CARING FOR THE CARERS. Dr Virgilio Sacchini is a surgeon who specializes in the treatment of breast cancer, with academic experience at Cornell University in New York and University of Milan in Europe. In all his life he was involved in clinical trials increasing curability and quality of life in breast cancer patients. Working and teaching in two of the most important cancer Institutions in USA and Europe: Memorial Sloan Kettering Cancer Center in New York and European Institute of Oncology in Milan, let him to match and take the best from different medical and research culture. Dr Sacchini was for more than 10 years in the Memorial Sloan Kettering Research Review Committee and from 10 years President of the Ethical committee of the State of San Marino. He published more than 190 papers in Medical Journals and in Medical Books.
The world is a very different place now that we have to cope with viruses that cause global pandemia, for which we were unprepared. What is medicine in general doing to try to ensure we are more prepared for this in future?
At the end of the story the world is the same, and it is only our perception of disease that has changed. Diseases are part of humanity, and this pandemic is only a fraction of the causes of people’s morbidity and mortality. The difference with other diseases is that Coronavirus occurred so quickly, and with incredible media coverage. The World Health Organization has estimated that more than 8 million people die from tobacco use every year and we see people smoking without any restriction from governments. In general the best way to be prepared is to put the most competent scientists in charge of the health system with a reasonable budget.
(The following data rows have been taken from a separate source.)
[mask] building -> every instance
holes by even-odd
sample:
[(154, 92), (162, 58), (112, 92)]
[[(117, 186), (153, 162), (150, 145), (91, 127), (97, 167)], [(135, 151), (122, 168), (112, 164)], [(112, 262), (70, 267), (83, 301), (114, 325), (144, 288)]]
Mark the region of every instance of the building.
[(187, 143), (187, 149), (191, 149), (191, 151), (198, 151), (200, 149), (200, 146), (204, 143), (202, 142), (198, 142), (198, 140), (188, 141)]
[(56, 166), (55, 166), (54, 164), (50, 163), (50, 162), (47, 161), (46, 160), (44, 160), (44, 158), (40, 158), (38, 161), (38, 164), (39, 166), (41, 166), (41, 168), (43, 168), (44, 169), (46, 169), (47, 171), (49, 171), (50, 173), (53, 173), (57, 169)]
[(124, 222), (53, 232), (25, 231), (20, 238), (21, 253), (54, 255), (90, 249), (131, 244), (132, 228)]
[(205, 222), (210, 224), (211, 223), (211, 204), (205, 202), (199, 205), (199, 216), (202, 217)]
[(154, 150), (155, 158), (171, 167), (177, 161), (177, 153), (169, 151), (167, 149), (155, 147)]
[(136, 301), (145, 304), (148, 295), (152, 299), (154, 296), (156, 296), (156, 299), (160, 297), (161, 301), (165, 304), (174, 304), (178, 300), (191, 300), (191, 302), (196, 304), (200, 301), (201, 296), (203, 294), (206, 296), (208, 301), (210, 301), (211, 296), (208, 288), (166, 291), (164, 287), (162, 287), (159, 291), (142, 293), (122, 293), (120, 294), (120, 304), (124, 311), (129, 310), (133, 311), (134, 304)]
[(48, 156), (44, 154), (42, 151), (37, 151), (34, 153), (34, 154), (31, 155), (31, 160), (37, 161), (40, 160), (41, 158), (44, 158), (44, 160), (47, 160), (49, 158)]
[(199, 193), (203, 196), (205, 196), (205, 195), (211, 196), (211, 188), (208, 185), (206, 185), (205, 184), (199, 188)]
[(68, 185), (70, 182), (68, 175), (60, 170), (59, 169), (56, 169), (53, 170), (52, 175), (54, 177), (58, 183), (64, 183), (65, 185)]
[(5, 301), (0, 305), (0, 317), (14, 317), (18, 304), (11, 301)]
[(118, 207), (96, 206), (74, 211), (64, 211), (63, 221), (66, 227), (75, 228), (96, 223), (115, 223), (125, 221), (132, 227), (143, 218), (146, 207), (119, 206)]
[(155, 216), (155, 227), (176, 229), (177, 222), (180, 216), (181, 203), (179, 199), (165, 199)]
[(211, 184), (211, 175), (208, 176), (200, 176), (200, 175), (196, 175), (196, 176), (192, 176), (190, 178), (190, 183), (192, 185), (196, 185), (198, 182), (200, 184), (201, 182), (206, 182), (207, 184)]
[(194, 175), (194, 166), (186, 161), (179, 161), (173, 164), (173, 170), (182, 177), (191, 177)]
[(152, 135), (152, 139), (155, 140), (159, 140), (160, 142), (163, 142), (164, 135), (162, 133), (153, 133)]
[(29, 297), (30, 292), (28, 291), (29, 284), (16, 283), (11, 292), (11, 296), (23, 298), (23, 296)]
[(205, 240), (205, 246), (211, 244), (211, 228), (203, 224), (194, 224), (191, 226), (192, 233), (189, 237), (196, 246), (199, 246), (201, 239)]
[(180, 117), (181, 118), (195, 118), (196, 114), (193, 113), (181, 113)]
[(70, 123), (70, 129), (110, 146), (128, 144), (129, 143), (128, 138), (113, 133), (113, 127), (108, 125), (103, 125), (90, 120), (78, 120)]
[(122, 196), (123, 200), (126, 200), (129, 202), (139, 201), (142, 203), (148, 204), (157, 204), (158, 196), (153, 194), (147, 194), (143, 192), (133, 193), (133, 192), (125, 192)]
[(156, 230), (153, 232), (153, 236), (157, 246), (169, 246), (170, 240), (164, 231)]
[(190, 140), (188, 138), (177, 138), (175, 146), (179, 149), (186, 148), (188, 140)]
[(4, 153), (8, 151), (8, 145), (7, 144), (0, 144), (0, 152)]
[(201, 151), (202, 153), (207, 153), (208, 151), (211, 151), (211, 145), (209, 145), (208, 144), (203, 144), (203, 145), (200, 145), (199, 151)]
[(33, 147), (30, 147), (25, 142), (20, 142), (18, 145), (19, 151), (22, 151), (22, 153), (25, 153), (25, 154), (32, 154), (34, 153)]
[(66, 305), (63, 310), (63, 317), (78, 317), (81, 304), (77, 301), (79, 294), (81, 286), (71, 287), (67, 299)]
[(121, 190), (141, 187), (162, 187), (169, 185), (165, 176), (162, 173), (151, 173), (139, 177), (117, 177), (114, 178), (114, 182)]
To address such global viral threats do we need to build new hospitals and vaccine facilities, from the richest to the poorest nations? How can this be done?
From this pandemic we learned that science can win, and we won. As never before, excellent scientists with an exceptional budget from governments were able to develop life-saving vaccines. Unfortunately we missed the opportunity to educate the population enough for wide acceptance of the vaccines. Having the vaccines is important, but also very important is having people who want to be vaccinated, and this may be a problem in poor countries where there is scepticism about conventional medicine. There is no doubt that vaccines should be available in poor countries, as well as adequate educational campaigns.
Do we now need to add the threat of ever changing viral pandemic to our list of life threatening conditions such as heart attacks, cancer, leukaemia, stroke?
The pandemic created an exceptional burden on the health system, paralysing “normal” diagnostic and therapeutic clinical activities. Screening was reduced, and we are now facing more late stage cancers. In the last 6 months my surgical activity has become more difficult and challenging for extirpating bigger cancers with a worse prognosis. People are doing less screening tests for cardiovascular, neurologic, ophthalmic and other diseases, putting them in danger of increased mortality and sequelae.
“The burn-out of physicians and nurses were among the highest in the last 10 years, and burn-out of the health workers means that the health system is falling apart.”

How can people in general learn to live with these threats safely and without ongoing fear of their neighbours as they go about their daily lives?
The pandemic has had an incredible psychological consequence on people, especially the young. Men and women are “social animals” who exchange confidences, ask each other for advice, complain together, get angry together, love together. We are now missing the “together”, and social media on the phone cannot replace hugs and kisses. I am confident that sociality would be restored soon after better statistics on the pandemic.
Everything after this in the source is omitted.